Overview
Key Features
- ETL Pipeline: Wrote a MongoDB to PostgreSQL ETL script singlehandedly, importing database details from the main source database (MongoDB) to the analytics database (PostgreSQL) with proper data transformation and schema mapping.
- Metabase Deployment: Deployed a Metabase application on a Docker image running on an EC2 instance, providing a user-friendly interface for non-technical users to explore data and create visualizations.
- AI-Powered Query Generator: Built a user-friendly application that takes natural language prompts and, combined with Metabase metadata, generates SQL queries to automatically produce visualizations. This allowed non-technical team members to get insights without writing SQL.
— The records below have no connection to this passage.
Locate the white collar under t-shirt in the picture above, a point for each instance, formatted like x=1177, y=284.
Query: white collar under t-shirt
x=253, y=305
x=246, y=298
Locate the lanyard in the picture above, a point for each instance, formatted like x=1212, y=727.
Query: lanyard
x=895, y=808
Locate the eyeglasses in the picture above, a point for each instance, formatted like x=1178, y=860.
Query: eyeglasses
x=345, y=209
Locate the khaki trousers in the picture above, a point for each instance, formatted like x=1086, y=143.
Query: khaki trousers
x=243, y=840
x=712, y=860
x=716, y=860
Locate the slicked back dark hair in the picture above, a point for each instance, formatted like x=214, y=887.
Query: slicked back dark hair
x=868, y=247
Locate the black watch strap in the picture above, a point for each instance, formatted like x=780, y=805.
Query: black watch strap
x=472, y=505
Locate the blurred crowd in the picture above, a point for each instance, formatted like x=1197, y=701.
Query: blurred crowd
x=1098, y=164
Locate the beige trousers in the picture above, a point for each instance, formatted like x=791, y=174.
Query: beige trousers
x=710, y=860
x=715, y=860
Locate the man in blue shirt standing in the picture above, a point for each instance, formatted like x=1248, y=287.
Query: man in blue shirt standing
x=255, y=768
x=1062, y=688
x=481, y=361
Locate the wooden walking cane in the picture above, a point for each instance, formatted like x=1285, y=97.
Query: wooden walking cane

- Self-Serve Analytics: Enabled product, operations, and business teams to independently access and analyze data, reducing the bottleneck on engineering for ad-hoc queries.
Technologies Used
- MongoDB: Source database
- PostgreSQL: Analytics database
- Docker: Containerized Metabase deployment
- AWS EC2: Infrastructure hosting
- Python: ETL scripts and AI query generator
- Metabase: Business intelligence and visualization platform
Impact
- Eliminated engineering bottleneck for data requests
- Enabled non-technical stakeholders to create their own reports and dashboards
- Reduced time-to-insight from days (waiting for engineering) to minutes (self-serve)